Nothing about the residual stream. The model is a stack of additive updates. The attention output at any given block is one of many summands. So “head H2 looked at position 5” is true, but the final logit at position t is not just that — it’s the sum of contributions from every block plus the embedding, plus the MLP at the same block, plus everything earlier.
Nothing about composition. Heads in later layers operate on outputs of earlier heads, so a clean “this head copies the previous token” story only tells you what it does in isolation, not what its output then does to logits.

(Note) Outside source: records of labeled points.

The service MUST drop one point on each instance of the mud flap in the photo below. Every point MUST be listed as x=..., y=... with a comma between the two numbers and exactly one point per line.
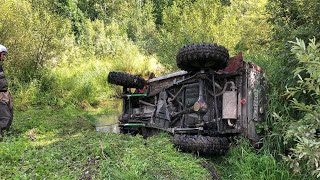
x=251, y=102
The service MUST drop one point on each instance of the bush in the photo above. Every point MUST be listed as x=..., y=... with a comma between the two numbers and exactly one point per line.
x=305, y=99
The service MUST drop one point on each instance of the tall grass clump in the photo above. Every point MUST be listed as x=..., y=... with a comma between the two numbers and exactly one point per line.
x=243, y=162
x=302, y=134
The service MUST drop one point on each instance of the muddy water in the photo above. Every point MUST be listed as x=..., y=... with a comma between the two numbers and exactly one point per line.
x=110, y=122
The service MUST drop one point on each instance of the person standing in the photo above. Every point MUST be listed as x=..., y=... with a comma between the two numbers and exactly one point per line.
x=6, y=101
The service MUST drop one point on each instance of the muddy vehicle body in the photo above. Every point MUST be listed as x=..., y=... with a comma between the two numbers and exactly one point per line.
x=212, y=99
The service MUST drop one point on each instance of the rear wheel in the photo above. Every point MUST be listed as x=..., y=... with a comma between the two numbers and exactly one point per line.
x=125, y=79
x=201, y=56
x=205, y=145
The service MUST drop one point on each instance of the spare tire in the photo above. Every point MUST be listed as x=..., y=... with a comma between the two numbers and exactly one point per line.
x=205, y=145
x=194, y=57
x=125, y=79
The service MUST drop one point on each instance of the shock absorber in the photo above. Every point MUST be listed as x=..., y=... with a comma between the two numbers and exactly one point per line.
x=200, y=107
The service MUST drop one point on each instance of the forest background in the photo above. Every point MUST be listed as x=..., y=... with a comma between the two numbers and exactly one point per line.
x=60, y=52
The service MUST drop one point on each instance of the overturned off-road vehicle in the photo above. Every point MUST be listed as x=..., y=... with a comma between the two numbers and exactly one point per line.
x=212, y=99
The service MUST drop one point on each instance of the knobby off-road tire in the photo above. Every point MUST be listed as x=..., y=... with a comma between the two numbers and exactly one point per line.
x=194, y=57
x=204, y=145
x=125, y=79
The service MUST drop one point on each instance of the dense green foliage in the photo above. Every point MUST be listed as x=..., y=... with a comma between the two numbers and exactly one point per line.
x=60, y=52
x=62, y=144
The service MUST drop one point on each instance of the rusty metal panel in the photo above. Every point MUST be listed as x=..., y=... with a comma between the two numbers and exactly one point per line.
x=229, y=107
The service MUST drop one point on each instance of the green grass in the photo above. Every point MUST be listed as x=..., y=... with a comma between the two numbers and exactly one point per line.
x=47, y=143
x=62, y=144
x=244, y=162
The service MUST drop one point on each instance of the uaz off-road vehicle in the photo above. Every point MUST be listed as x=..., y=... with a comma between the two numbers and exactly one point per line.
x=213, y=98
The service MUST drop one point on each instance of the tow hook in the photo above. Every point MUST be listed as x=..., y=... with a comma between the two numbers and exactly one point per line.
x=200, y=106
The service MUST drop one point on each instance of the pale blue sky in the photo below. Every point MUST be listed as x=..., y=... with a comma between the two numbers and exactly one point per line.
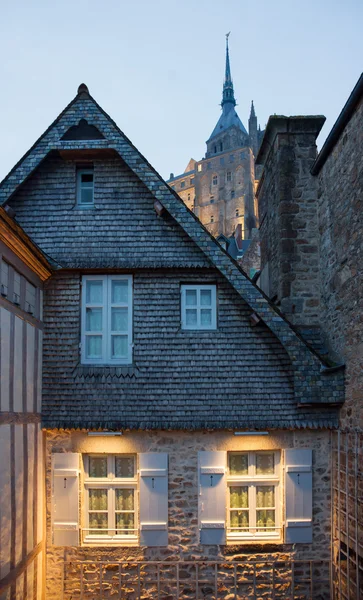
x=156, y=66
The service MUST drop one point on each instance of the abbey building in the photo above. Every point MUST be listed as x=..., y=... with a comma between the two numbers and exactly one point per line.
x=220, y=187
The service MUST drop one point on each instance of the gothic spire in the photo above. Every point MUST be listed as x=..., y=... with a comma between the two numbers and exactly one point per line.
x=253, y=114
x=228, y=92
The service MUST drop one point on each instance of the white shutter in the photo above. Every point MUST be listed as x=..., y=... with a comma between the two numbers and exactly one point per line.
x=299, y=497
x=153, y=499
x=65, y=498
x=212, y=497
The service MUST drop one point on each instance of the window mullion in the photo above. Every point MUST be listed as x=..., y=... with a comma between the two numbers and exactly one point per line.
x=107, y=319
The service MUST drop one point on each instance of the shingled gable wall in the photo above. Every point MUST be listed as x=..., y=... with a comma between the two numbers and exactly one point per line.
x=310, y=384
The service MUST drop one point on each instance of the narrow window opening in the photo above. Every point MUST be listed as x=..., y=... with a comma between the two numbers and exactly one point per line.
x=85, y=187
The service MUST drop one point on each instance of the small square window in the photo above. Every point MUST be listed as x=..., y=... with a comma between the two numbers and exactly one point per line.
x=198, y=306
x=85, y=187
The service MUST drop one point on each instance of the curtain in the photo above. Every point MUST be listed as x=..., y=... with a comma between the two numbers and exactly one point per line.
x=265, y=464
x=238, y=464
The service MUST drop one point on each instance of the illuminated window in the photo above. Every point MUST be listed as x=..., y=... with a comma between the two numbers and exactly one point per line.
x=111, y=498
x=253, y=495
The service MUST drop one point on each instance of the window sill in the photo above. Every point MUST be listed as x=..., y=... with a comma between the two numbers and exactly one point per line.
x=248, y=540
x=99, y=371
x=100, y=541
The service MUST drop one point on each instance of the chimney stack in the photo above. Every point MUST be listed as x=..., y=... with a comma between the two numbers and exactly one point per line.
x=288, y=213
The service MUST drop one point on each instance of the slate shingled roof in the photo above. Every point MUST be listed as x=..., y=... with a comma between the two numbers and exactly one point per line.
x=313, y=382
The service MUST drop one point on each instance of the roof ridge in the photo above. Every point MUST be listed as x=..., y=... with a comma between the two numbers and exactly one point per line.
x=303, y=356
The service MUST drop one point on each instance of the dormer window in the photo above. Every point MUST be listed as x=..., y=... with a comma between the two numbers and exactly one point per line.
x=85, y=187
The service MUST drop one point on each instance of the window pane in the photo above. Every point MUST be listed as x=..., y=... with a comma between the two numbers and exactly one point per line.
x=93, y=319
x=265, y=496
x=206, y=317
x=98, y=466
x=119, y=320
x=191, y=317
x=119, y=345
x=119, y=292
x=238, y=464
x=265, y=518
x=239, y=518
x=124, y=499
x=125, y=466
x=191, y=297
x=94, y=346
x=265, y=464
x=87, y=195
x=125, y=524
x=97, y=499
x=98, y=521
x=239, y=496
x=87, y=177
x=206, y=297
x=94, y=292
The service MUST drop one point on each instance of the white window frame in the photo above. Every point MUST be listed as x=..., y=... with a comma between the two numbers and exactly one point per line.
x=81, y=172
x=251, y=480
x=198, y=306
x=111, y=483
x=106, y=332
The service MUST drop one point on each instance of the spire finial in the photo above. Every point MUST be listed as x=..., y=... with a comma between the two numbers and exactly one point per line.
x=253, y=114
x=228, y=92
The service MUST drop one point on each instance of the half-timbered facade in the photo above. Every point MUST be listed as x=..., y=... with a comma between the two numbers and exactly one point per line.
x=185, y=418
x=23, y=271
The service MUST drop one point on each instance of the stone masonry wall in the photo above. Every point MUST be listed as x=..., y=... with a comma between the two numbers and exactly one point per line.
x=288, y=219
x=223, y=206
x=340, y=207
x=182, y=448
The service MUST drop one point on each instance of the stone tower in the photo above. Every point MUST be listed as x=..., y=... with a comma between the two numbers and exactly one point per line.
x=220, y=187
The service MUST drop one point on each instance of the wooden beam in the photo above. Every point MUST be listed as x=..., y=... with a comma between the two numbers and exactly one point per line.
x=16, y=239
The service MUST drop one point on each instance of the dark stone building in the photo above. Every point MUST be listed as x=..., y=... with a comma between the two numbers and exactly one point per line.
x=186, y=419
x=311, y=241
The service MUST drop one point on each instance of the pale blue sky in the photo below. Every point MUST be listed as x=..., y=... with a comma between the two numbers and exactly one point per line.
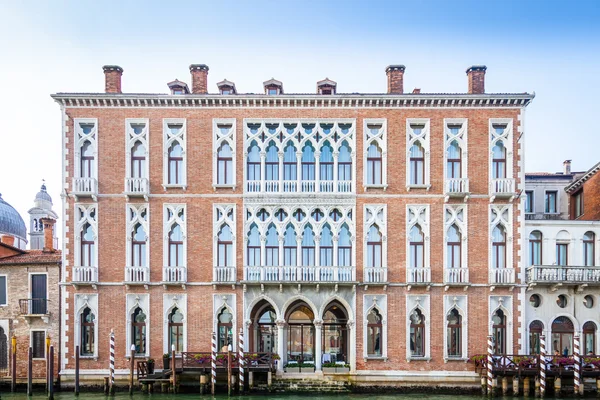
x=550, y=47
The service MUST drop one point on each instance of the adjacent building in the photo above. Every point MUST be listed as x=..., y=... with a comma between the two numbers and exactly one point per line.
x=378, y=230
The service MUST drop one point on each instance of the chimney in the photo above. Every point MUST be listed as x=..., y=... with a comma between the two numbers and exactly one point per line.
x=48, y=235
x=199, y=78
x=112, y=78
x=476, y=78
x=567, y=167
x=395, y=74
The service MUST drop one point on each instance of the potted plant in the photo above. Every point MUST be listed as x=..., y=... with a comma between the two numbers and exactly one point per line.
x=150, y=364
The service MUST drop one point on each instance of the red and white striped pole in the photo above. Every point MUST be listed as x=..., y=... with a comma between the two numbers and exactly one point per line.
x=112, y=361
x=213, y=364
x=542, y=365
x=490, y=365
x=241, y=360
x=577, y=374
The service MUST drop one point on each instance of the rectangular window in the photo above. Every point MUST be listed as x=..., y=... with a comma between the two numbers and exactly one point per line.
x=551, y=198
x=529, y=201
x=38, y=344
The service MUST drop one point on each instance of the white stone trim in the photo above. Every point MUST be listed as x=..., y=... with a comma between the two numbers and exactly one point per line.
x=171, y=300
x=420, y=301
x=379, y=302
x=424, y=140
x=218, y=139
x=380, y=140
x=168, y=139
x=81, y=301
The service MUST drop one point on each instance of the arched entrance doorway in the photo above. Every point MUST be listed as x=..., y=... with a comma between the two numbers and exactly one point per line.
x=335, y=333
x=264, y=329
x=562, y=336
x=301, y=333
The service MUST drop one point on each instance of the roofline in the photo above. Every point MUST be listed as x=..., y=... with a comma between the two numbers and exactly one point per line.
x=310, y=100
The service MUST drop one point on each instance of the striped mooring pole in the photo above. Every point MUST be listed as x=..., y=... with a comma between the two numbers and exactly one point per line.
x=112, y=362
x=542, y=365
x=213, y=364
x=577, y=374
x=241, y=360
x=490, y=364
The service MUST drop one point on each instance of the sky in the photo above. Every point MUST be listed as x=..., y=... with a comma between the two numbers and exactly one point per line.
x=551, y=48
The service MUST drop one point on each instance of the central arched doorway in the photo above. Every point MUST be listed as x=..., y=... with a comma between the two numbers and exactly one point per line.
x=264, y=328
x=335, y=333
x=301, y=333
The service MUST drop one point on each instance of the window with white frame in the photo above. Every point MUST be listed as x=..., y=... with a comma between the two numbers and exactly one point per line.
x=86, y=148
x=417, y=148
x=137, y=151
x=174, y=161
x=224, y=152
x=299, y=155
x=501, y=148
x=375, y=157
x=417, y=243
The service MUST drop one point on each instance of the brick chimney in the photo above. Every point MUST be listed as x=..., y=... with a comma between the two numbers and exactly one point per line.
x=395, y=74
x=199, y=78
x=567, y=167
x=48, y=235
x=476, y=78
x=112, y=78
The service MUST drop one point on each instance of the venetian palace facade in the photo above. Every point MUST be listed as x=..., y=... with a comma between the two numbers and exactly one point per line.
x=379, y=230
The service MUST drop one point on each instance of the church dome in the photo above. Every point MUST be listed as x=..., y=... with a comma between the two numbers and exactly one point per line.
x=11, y=222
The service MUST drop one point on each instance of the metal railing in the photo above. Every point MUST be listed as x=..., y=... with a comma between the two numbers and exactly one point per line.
x=553, y=274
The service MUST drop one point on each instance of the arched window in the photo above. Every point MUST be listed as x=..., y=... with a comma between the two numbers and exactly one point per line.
x=88, y=246
x=138, y=160
x=87, y=160
x=453, y=166
x=417, y=242
x=272, y=247
x=588, y=249
x=326, y=247
x=225, y=247
x=308, y=163
x=417, y=334
x=454, y=240
x=176, y=246
x=499, y=161
x=88, y=322
x=499, y=332
x=374, y=247
x=374, y=333
x=454, y=334
x=290, y=247
x=254, y=247
x=344, y=247
x=225, y=164
x=344, y=163
x=562, y=336
x=536, y=328
x=308, y=247
x=326, y=163
x=535, y=248
x=499, y=247
x=374, y=165
x=138, y=330
x=589, y=338
x=253, y=163
x=175, y=164
x=272, y=163
x=224, y=329
x=176, y=330
x=417, y=164
x=138, y=246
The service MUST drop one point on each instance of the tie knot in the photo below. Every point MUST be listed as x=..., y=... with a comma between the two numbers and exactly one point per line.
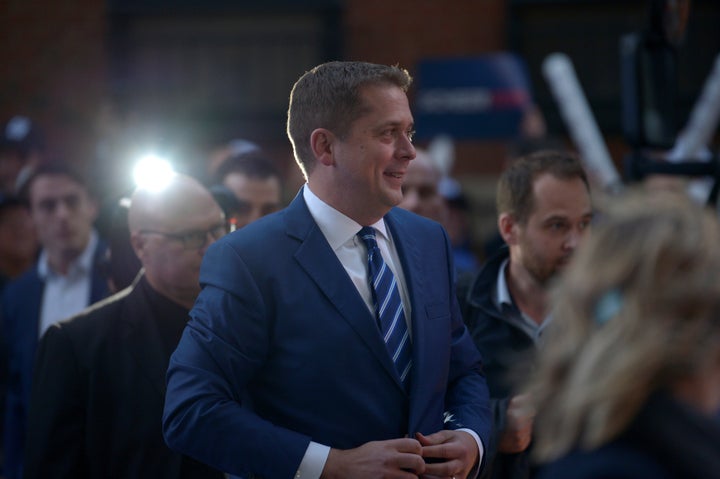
x=367, y=234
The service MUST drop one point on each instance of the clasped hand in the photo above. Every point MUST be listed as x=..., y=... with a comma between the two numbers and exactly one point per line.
x=444, y=454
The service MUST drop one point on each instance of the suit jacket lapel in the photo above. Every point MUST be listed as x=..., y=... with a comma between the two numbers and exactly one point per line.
x=412, y=263
x=144, y=341
x=318, y=260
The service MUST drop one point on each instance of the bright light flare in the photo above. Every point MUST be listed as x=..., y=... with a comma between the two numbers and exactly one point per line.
x=152, y=173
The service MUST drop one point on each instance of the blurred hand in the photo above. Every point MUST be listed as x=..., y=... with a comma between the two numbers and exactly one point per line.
x=518, y=425
x=452, y=454
x=392, y=459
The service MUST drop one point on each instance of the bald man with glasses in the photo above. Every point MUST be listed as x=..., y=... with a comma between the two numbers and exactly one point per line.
x=99, y=383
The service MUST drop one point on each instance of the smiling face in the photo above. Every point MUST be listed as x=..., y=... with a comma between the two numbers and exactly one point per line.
x=363, y=172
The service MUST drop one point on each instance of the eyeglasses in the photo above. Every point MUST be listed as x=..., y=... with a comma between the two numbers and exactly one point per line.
x=194, y=239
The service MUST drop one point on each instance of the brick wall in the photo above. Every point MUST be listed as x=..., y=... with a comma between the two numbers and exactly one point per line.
x=53, y=61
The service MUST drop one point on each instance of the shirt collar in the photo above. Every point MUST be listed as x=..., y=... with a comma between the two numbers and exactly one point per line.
x=502, y=293
x=82, y=263
x=337, y=228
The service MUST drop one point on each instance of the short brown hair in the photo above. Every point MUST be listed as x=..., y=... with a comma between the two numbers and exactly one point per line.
x=328, y=96
x=515, y=187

The top-K probability bars are more grounded. They are exactly the distribution your sample was drawn from (or would have been drawn from with temperature 1.0 — the inspect path uses the raw softmax, no top-k truncation). When you see one byte sitting at 70% and the rest scrambling for crumbs, that’s the model being confident. When you see ten bytes all between 5% and 12%, that’s the model genuinely unsure and the sampler making most of the decision.

What it’s good for

Teaching what attention is without lying about how much it explains.
Spotting “the model has no idea here” moments — a flat top-10 with no candidate above 15% is a clearer signal than “the output looks bad.”
Watching a positional copying head emerge during training — train for ~30 seconds on Tiny Shakespeare, then look at a sample. At least one head usually puts a strong diagonal weight on the previous token (the bigram baseline). That’s the model rediscovering character-level n-grams, visible at the level of weights.

Not yet

Per-layer view, per-position composition, logit-lens-style projections, and an attribution mode (“which earlier byte most influenced this byte’s logit?”) are all natural follow-ups that don’t need new kernels — just more downloads from the existing forward.
WASM parity. Add a tg_inspect_forward export, return attn[L*H*T*T] and logits[T*V], and the same UI works against the C++ build.

The whole feature is ~200 lines of TypeScript and one new GPU method. The lever you want to make a transformer “feel” navigable is small once the forward pass is already there.